I'm looking for a way to "harmonize" scores between 0 and 100.
Let's say I have n scores, the smallest one is 0, the biggest one is 100, and I know all the other values.
I would like to harmonize the scores between 0 and 100 so that the smallest one is still 0, the biggest one still 100, but spread the other between 0 and 100.
Examples:
If my current scores are 0, 0, 0, 1, 2, 5, 100, I want my end values to be somehow closer to 0, 0, 0, 10, 20, 60, 100 for instance.
If my current scores are 0, 88, 95, 100, I want my end values to be somehow closer to 0, 20, 75, 100.
I haven't been able to express this clearly and hence couldn't find any formula / algorithm to calculate the end values. I guess it should be based on the standard deviation somehow ?
Thanks a lot for putting me in the right direction
Think about this method: If I use the notation $x_0, x_1, ..., x_n$ for your sample, the transform T that makes:
$$T(x_k) = (\frac{1}{X} \sum_{i=0}^{k} x_i)*(100)\ ,$$
with $X = \sum_{i=0}^{n} x_i$ (total sum of your sample). T is the normalized cumulated sum of your samples (I multiply by 100 for getting integers between 1 and 2).
If it is not enough just restart it again.

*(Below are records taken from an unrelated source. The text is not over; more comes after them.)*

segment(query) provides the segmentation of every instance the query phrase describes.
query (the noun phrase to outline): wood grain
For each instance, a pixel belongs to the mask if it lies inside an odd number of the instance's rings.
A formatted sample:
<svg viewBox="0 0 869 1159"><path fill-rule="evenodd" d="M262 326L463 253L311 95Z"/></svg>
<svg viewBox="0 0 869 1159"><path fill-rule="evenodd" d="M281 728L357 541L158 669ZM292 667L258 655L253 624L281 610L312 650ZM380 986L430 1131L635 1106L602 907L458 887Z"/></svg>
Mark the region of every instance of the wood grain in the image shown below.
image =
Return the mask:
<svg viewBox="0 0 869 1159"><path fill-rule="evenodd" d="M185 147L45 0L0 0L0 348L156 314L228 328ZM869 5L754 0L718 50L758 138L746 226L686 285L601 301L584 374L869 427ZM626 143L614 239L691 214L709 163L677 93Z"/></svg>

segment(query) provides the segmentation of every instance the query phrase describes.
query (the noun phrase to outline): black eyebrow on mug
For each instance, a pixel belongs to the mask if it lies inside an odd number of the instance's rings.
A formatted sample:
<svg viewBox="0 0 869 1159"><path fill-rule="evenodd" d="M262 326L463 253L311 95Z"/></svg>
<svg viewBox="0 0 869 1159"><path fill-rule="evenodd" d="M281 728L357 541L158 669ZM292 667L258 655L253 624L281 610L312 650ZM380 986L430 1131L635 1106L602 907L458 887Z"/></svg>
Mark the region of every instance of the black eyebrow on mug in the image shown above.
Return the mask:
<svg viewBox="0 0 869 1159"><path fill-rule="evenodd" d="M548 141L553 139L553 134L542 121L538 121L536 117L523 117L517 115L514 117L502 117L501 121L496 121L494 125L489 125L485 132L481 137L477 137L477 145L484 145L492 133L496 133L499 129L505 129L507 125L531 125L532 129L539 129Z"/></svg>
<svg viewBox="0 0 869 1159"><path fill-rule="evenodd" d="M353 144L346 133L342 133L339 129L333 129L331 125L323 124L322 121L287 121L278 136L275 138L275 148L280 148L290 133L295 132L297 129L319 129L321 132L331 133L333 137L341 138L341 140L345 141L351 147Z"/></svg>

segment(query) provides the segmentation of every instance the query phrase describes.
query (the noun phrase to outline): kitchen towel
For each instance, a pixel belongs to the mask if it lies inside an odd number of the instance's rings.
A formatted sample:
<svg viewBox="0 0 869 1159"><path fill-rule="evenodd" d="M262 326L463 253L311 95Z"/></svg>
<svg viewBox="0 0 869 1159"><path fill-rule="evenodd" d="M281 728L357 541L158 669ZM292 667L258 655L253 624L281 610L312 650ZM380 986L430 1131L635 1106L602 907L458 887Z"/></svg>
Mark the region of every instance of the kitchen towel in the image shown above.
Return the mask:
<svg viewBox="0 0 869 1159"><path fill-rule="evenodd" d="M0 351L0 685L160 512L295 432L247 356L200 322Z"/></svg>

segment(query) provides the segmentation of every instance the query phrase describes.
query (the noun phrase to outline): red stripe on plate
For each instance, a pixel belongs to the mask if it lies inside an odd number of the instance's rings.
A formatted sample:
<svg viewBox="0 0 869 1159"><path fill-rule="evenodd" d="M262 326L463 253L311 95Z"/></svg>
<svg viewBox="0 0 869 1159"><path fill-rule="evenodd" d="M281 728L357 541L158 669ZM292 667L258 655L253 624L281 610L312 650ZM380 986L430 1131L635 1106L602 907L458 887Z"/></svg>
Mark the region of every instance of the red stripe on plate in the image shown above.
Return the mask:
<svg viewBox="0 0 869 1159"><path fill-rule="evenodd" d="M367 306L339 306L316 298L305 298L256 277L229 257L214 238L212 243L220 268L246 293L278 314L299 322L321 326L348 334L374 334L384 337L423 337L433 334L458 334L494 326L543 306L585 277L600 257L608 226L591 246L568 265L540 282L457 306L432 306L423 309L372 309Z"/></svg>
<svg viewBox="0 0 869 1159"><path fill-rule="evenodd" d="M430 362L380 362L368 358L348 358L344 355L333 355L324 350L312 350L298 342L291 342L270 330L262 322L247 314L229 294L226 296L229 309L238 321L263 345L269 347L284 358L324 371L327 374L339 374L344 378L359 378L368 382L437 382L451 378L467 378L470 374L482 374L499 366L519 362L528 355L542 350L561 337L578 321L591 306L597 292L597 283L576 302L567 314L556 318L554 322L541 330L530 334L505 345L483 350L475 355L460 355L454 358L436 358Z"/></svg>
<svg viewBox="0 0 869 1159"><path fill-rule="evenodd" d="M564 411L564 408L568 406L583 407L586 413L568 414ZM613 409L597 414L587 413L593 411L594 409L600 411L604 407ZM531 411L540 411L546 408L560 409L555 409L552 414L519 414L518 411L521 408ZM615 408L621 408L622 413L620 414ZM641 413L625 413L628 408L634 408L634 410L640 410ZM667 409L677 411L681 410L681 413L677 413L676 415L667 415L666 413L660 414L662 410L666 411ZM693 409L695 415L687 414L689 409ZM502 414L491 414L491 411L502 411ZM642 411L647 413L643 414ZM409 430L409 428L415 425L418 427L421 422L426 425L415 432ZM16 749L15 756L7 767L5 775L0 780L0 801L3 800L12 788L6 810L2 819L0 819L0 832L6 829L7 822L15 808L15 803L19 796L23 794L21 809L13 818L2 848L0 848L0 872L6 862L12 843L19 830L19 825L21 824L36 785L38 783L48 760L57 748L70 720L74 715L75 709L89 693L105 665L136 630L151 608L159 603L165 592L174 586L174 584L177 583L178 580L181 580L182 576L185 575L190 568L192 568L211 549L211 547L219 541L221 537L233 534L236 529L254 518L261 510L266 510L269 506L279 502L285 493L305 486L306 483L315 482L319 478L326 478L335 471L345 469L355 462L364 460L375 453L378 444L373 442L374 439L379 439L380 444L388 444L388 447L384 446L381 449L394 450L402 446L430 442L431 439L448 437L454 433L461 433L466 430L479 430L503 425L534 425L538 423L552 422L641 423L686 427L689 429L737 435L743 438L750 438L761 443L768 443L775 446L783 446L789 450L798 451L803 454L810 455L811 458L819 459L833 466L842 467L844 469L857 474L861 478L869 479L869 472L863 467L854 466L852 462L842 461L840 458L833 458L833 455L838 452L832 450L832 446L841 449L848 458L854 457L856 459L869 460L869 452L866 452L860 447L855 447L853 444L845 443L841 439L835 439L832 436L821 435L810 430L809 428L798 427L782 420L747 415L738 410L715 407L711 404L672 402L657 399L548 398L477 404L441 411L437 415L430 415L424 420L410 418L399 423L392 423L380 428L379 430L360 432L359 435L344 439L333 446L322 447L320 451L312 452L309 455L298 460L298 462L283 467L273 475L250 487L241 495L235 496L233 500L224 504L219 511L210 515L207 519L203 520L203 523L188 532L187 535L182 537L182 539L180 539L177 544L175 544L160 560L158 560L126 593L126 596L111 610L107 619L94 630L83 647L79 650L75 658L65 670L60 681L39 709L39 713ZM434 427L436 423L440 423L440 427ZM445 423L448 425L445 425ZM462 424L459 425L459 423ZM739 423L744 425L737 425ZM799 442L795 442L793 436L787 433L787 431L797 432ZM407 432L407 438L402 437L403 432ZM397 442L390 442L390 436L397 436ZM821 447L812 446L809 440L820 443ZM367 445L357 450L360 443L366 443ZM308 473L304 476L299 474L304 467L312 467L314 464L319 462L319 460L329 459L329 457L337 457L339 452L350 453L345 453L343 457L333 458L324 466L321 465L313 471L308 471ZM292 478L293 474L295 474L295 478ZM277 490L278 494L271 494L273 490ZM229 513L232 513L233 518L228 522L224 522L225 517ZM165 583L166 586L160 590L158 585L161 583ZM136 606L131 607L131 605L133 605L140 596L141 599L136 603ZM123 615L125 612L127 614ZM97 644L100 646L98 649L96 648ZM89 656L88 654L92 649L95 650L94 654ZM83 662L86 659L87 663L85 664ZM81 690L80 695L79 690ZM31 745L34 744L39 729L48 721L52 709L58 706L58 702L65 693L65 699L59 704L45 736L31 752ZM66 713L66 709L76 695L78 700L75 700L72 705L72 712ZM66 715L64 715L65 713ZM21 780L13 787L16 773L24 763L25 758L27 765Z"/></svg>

In the first example the result is transformation into :
$0,0,0,0.09,2.7,7.4,100$
In the second example:
$0,31,64.6,100$
The only problem is that it reduces the lowest value. For the first example you could also try to apply the method to $100 - x_0, 100- x_1, ..., 100 - x_n$ and then apply $T(x) = 100-x$ to the results.
The method is the method of histogram equalization in image proccessing. It is supposed to transform a random histogram (which, in fact, is a distribution of probabilities) into an equalized histogram. I just considered your scores as probabilities.